When it's too good to be true, it is, at least for some New York Times reporters writing a prisoner conversion story.
David Berkowitz, also known as "Son of Sam," killed six people and wounded seven others in New York City before he was finally arrested in 1977. With three reporters (Serge F. Kovaleski, Alain Delaqueriere and Daniel E. Slotnik) contributing to a 1,700-word feature, you would think there would be room for a sentence or two explaining how exactly this man converted to Christianity. Instead, we get anecdotes here and there that explain who's using Berkowitz's for their own purposes.
This circle of admirers, to a great degree, is made up of evangelical Christians, including a Town and Village Courts judge in upstate New York and a financial adviser in Manhattan, who have been moved by Mr. Berkowitz's story of becoming a born-again Christian 23 years ago, and many of them have sought to publicize his account of redemption.

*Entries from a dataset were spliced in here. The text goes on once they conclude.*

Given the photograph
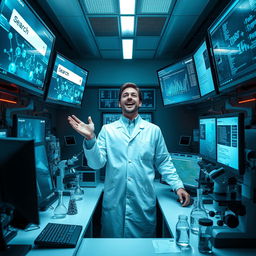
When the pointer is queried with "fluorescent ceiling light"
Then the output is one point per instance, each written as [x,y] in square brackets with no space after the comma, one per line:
[127,6]
[127,48]
[127,25]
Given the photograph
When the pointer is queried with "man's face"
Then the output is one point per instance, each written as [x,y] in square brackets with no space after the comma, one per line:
[130,101]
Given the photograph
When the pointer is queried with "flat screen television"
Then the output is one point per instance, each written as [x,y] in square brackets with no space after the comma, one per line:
[207,139]
[178,83]
[30,127]
[230,142]
[26,46]
[204,70]
[67,83]
[232,39]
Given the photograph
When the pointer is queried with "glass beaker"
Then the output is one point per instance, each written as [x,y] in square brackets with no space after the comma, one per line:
[60,210]
[72,207]
[197,212]
[205,236]
[182,231]
[78,191]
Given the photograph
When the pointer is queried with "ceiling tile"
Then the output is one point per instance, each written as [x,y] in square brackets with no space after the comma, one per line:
[101,6]
[146,42]
[104,26]
[153,6]
[150,26]
[107,43]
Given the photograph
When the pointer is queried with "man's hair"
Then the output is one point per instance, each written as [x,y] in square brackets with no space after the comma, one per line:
[128,85]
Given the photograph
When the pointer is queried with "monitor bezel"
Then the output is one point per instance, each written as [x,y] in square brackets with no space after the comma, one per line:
[214,78]
[241,79]
[63,103]
[15,123]
[10,78]
[241,158]
[183,102]
[202,155]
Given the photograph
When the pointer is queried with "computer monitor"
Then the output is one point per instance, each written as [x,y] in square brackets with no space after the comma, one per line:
[67,83]
[178,82]
[3,133]
[45,187]
[26,46]
[230,142]
[187,169]
[30,127]
[18,180]
[232,38]
[207,141]
[185,140]
[203,70]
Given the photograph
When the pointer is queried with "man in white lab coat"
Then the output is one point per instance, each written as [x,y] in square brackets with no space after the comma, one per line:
[131,148]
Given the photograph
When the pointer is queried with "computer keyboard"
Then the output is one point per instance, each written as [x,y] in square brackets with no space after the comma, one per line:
[56,235]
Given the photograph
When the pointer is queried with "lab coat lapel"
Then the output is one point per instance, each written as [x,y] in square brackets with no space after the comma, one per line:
[138,128]
[122,128]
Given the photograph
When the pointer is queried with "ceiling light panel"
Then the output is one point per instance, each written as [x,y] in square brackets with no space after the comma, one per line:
[127,7]
[127,25]
[101,6]
[153,6]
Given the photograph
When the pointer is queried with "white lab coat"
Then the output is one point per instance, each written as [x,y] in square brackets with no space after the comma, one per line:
[129,203]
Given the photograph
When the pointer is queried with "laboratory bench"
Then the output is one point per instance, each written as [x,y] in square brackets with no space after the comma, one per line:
[87,245]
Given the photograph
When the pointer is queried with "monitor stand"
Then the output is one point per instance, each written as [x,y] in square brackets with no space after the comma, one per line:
[16,249]
[13,249]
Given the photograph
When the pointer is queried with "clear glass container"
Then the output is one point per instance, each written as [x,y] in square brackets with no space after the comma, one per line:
[60,210]
[72,207]
[205,236]
[197,212]
[182,231]
[78,190]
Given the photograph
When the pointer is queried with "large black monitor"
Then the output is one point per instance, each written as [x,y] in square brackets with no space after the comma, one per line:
[207,141]
[67,83]
[203,70]
[45,186]
[18,180]
[230,142]
[26,46]
[178,82]
[232,38]
[30,127]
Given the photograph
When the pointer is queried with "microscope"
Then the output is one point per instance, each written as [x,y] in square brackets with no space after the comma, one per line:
[66,173]
[234,199]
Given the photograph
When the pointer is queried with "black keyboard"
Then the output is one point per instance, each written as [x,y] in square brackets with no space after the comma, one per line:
[56,235]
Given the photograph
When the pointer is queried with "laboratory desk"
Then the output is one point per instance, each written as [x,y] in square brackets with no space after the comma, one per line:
[86,208]
[169,207]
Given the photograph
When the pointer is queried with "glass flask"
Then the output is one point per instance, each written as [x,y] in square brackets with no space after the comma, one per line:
[78,190]
[197,212]
[205,236]
[72,208]
[182,231]
[60,210]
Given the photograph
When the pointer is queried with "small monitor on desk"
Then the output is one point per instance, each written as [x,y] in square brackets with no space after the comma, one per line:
[187,168]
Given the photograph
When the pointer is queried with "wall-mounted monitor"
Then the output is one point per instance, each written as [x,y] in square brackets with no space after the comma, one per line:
[203,70]
[232,38]
[207,141]
[30,127]
[230,142]
[178,82]
[67,83]
[26,46]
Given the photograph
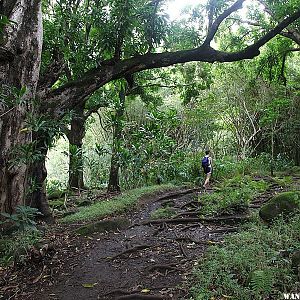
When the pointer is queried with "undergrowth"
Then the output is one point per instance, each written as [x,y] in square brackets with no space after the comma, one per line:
[253,264]
[118,204]
[15,248]
[232,195]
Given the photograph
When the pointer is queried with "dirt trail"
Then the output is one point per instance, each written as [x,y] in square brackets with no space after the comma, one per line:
[124,264]
[144,261]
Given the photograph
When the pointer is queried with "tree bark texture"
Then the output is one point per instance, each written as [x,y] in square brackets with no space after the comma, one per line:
[75,137]
[114,179]
[23,38]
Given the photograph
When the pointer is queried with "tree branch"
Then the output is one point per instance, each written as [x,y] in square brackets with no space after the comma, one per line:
[57,102]
[52,73]
[215,25]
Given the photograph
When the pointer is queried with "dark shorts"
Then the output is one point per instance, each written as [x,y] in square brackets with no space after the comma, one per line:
[208,170]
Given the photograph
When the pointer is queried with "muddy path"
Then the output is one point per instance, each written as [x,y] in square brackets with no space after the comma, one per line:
[151,259]
[145,261]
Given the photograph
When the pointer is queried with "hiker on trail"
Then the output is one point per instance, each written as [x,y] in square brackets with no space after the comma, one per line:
[207,167]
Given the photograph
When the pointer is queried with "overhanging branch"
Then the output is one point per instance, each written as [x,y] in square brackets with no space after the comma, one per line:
[57,102]
[215,25]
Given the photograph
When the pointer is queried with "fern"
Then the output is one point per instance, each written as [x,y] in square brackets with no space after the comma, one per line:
[261,282]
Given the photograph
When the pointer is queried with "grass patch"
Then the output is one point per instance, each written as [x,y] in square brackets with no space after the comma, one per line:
[14,248]
[232,195]
[253,264]
[118,204]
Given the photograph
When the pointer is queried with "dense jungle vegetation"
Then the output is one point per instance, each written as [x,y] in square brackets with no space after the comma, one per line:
[106,110]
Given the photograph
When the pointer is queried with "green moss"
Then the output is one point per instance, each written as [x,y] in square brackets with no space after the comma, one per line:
[282,204]
[232,196]
[162,213]
[57,203]
[249,265]
[285,181]
[103,226]
[118,204]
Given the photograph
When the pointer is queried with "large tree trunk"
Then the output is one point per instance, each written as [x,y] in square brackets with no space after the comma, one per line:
[75,137]
[114,180]
[23,39]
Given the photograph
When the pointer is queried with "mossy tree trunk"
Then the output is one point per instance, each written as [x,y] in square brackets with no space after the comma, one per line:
[114,179]
[19,74]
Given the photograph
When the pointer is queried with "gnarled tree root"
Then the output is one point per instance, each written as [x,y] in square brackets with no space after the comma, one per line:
[131,250]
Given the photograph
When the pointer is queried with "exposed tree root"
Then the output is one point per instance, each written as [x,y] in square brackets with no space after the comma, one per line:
[187,213]
[224,230]
[163,268]
[193,203]
[182,250]
[131,250]
[177,194]
[193,220]
[175,221]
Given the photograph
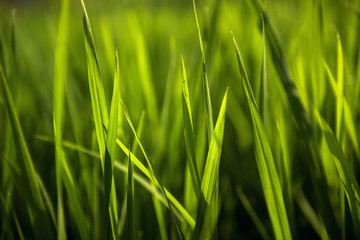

But there are others who have been drawn to him for reasons that are not religious, like the director of the mayor's crime victims office in Houston and Daniel Lefkowitz, a Bronx teenage acquaintance of Mr. Berkowitz's who interviewed him in 2009 for a talk show he hosts on cable-access TV in northern Westchester County.
Berkowitz's story doesn't seem so unusual if you read similar scenarios coming out of prison ministries. But they write, "What all these people have in common is that they have made Mr. Berkowitz, 57, the beneficiary of what has amounted to a highly unusual public relations makeover." Now there's some serious skepticism.
[T]he politically powerful Christian group Focus on the Family in Colorado Springs conducted a radio interview with Mr. Berkowitz in 2003 about his troubled childhood, the shootings and his religious faith.
Why preface Focus on the Family with "politically powerful"? Is that why people so many people buy its books, listen to its radio programs, use their resources, just to hear a political point of view? That's sort of like describing Bono (who might endorse a politician here and there) as just politically powerful.
Infamous criminals have always had a knack for attracting followings--populated by conspiracy theorists, suitors and others. But experts in the field of prison ministry say Mr. Berkowitz's work, through his own letter-writing ministry and the exposure he has received as a self-proclaimed redeemed serial killer, stands out as unique.
Who are these so-called "experts in the field of prison ministry" and why aren't they quoted? The reporters describe Berkowitz as a born-again Christian without mentioning the person who helped bring that phrase into the mainstream: Chuck Colson anyone? The Watergate conspirator who served a 7-month prison term wrote Born Again, describing his conversion to Christianity. It just feels so relevant to mention that.
The Times story includes some token skepticism from outsiders, which is okay but feels forced, especially in the accompanying video.
But some of those connected to the Son of Sam case express deep doubt about whether Mr. Berkowitz is truly a born-again Christian or whether he is just using religion to present himself as a changed man.
Joseph Coffey, the police sergeant who took Mr. Berkowitz's initial confession, said his statements about his religious convictions were as believable as his amended claim that members of a satanic cult to which he belonged were responsible for some of the shootings.
It's fine to include skeptics, but it's also important to add some context. When did Berkowitz become a Christian? How often does he attend church? Does he attend Bible studies? Does he have a pastor or a regular mentor? Does Berkowitz ever doubt his own faith? How long is he in prison for? Does he play a pastoral or spiritual role inside the prison? Focusing less on this man's admirers and more on some basic context might patch this piece up a little bit.